Monday, November 1, 2010

Get a daily dose of Alan Heathcock this week

Alan Heathcock has a short story being doled out in daily increments at 5 Chapters this week, and--judging by the first installment--you are well advised to stop there each day.  "The Founding" is a story about a band of pioneers arriving in a new world.  It's told in broad strokes--Heathcock will leap forward a month in the space of a single sentence--and, as with many short stories, your undivided attention is needed to get through some of those epic passages.  But so far, I really like "The Founding" which is filled with wonderful sentences like this one: "The women frolicked in the surf; even Madaline Huffington, a stout humorless woman, stripped to her undergarments and let the waves carry her woodlike to the beach."  Another aspect of the story I appreciated was the fact that we're not told where these voyagers are, or even when.  For all we know, this could be a post-apocalyptic tale of Darwinian survival.  "The Founding" intrigues and tantalizes me enough to tune in tomorrow...and the tomorrow after that.

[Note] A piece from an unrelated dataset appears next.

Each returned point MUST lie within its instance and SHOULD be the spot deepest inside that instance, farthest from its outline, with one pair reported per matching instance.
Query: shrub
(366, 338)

If you aren't already familiar with 5 Chapters, now is a good time to shake the site's hand.  Each week, they publish a story in five parts.  It's the perfect complement to the daily commute, or those 15 minutes of slack time at the office.  If you'd like to get 5 Chapters in your inbox each day, send an e-mail to

I was especially excited to see Heathcock's name pop into my inbox this morning because his short story collection VOLT, coming from Graywolf Press in March, is one of the books I'm most looking forward this Spring.  Saliva has been running down my chin ever since I first heard of it.  Here's the publisher's blurb:
       A blistering new collection of stories from an exhilarating new voice.
       One man kills another after neither will move his pickup truck from the road.  A female sheriff in a flooded town attempts to cover up a murder.  When a farmer harvesting a field accidentally runs over his son, his grief sets him off walking, mile after mile.  A band of teens bent on destruction runs amok in a deserted town at night.  As these men and women lash out at the inscrutable churn of the world around them, they find a grim measure of peace in their solitude.
       Throughout VOLT, Alan Heathcock’s stark realism is leavened by a lyric energy that matches the brutality of the surface.  And as you move through the wind-lashed landscape of these stories, faint signs of hope appear underfoot.  In VOLT, the work of a writer who’s hell-bent on wrenching out whatever beauty this savage world has to offer, Heathcock’s tales of lives set afire light up the sky like signal flares touched off in a moment of desperation.
A bit over-the-top?  Sure, but I've read a few pieces of Heathcock's fiction and I'm pretty certain his stories will be a lot more restrained.  I like this blurb from Dan Chaon (You Remind Me of Me), which more accurately sums up the Idaho writer's talent:
“The stories in VOLT are intense, suspenseful, and utterly compelling.  Heathcock writes about violence and bad luck and bad choices with a cool, grim eye that recalls Cormac McCarthy, yet he also approaches the hard lives of his stoic Westerners with great empathy and compassion and heart–a kind of miraculous combination.”
That's exactly what's going on in "The Founding."  What starts on an exhilarating, joyous note (everyone dances when they catch sight of land after a month at sea) soon turns into a grim catalogue of bad luck.  Here's how the story begins:
Upon the third call of land, Antonia rushed with the others up the dark hull stairs and into the red dying light.  On the deck, Vicar Hamby played his melodeon, little Bon Smithers on pennywhistle, jigging and clicking his heels.  Everyone danced and sang.  Antonia twirled in Seth Worthington’s arms, then ran to the ship’s rail.  The sun rode the cliffs, the bay breaking languid waves on a shore fringed with pink foam.  A month on the ocean, weeks without land.  Men sang hallelujahs from the rigging, sliding down cordage and dropping like spiders to the deck.  Antonia’s face felt feverish.  Her cheeks ached from smiling.  Old Mary skipped over, bent under her shawl, and Antonia took her frail spotted hands and they spun, Mary toothless and laughing, her eyes bright as a babe’s and glinting the pale rose of the setting sun.